In brief – Audit newsletter Issue 1 / 2017

Upcoming AML/CFT reform

The second phase of the Anti-Money Laundering and Countering Financing of Terrorism (AML/CFT) legislation is currently being developed by the government, with a bill expected to be passed by parliament in mid-2017. The law will come into effect in stages for different sectors between July 2018 and July 2019. This legislation is likely to affect the following when they undertake certain transactions (eg real estate or business sales): lawyers, conveyancers, accountants, real estate agents, the gambling sector, and some businesses that deal in high-value goods.

According to the Ministry of Justice consultation paper, proposed compliance requirements include:

  • Develop and maintain an AML/CFT risk assessment and compliance programme
  • Conduct customer due diligence (that is, asking for and verifying customers’ identification) in a wider range of circumstances
  • Conduct enhanced customer due diligence (such as verifying source of funds) when conducting high-risk transactions
  • Proactively monitor accounts to identify and where appropriate, report suspicious activity to the Financial intelligence unit of NZ Police
  • Retain records of documents associated with transactions (including the nature, amount, currency, date, and parties involved) for not less than five years
  • Report transactions or proposed transactions to the Financial intelligence unit of NZ Police if you reasonably suspect they involve money laundering or the proceeds of crime
  • Meet audit and annual reporting requirements
  • Be supervised by an appropriate authority.

We will keep you informed of any developments.
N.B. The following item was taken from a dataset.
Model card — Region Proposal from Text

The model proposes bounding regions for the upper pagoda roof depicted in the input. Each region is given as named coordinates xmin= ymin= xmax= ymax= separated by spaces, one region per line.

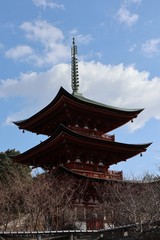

We have experience in auditing and assisting clients to meet phase one audit requirements and would be happy to assist or provide guidance to those phase two clients that require it once the legislation comes out.


Incorporated Societies Act

As discussed in previous editions of Audit News, the Incorporated Societies Act 1908 is being revised. Currently, proposed changes to financial reporting will require all Incorporated Societies prepare financial statements under the relevant tier of the Public Benefit Entity (PBE) standards issued by the New Zealand Accounting Standards Board of the External Reporting board.

The Ministry of Business Innovation and Employment is currently analysing submissions on the draft bill.  By mid-2017, it will report to Ministers regarding any changes needed to the draft bill. At this stage, the bill will be introduced to Parliament in 2018, coming into force between 2021 and 2023.

We shall keep you up to date with once the new bill is out. In the meantime, we continue to recommend that Incorporated Societies adopt the new PBE standards.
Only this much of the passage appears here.